Raising Inflation and Joblessness and Hurting Us All
- Economists expect mass deportations to reduce overall employment by almost 7 percent. That’s because employers may replace immigrant workers with less labor-intensive technology, or not at all, and because immigrants’ purchasing power also generates jobs. The effects could be felt in service industries, agriculture, and manufacturing.
- Mass deportations could result in spikes in inflation ranging from 1.3 percent to 9 percent, potentially higher than the rate of inflation from 2019-2021 under COVID.

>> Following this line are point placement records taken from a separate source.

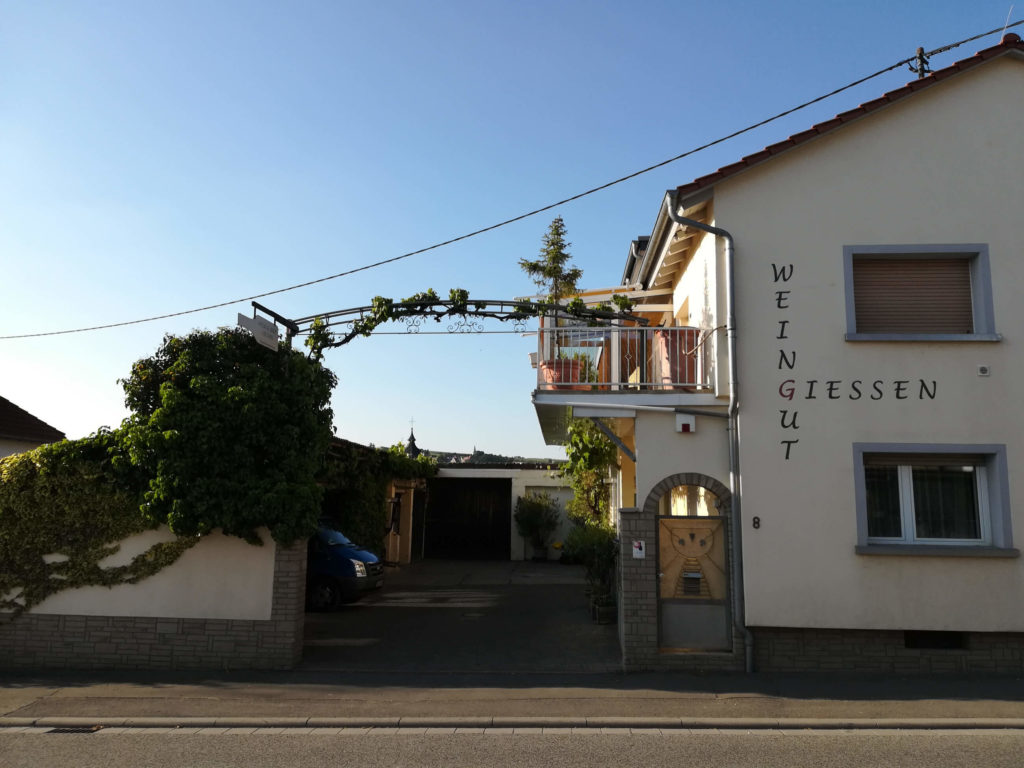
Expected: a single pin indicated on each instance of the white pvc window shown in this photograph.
(931, 499)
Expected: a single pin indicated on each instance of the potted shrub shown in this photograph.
(594, 545)
(537, 517)
(569, 372)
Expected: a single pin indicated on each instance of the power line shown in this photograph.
(528, 214)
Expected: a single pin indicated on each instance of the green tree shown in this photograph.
(551, 271)
(230, 435)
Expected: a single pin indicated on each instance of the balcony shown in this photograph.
(576, 357)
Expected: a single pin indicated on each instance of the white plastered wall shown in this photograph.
(940, 167)
(219, 578)
(663, 452)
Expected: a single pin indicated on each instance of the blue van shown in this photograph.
(339, 571)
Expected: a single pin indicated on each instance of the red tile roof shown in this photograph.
(1010, 42)
(16, 424)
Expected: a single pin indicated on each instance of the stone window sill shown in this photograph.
(925, 550)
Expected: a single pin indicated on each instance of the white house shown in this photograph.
(819, 429)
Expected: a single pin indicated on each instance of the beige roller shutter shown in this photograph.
(912, 295)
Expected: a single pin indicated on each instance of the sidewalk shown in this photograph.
(458, 644)
(649, 699)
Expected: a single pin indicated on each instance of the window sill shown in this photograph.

- Undocumented immigrants paid $96.7 billion in federal, state, and local taxes in 2022, including for Social Security and Medicare, even though they are barred from accessing those programs. Extending legal work authority to undocumented immigrants would raise their tax contributions by $40.2 billion per year in federal, state and local taxes.
- With shortages of essential healthcare personnel, one million immigrants work in essential healthcare jobs. One-third of them are undocumented, and many more hold threatened legal statuses.
Immigrants are our neighbors and strengthen our communities. Instead of inflicting policy violence on the most vulnerable, Congress should harness America’s abundant wealth to create a moral economy that works for all of us.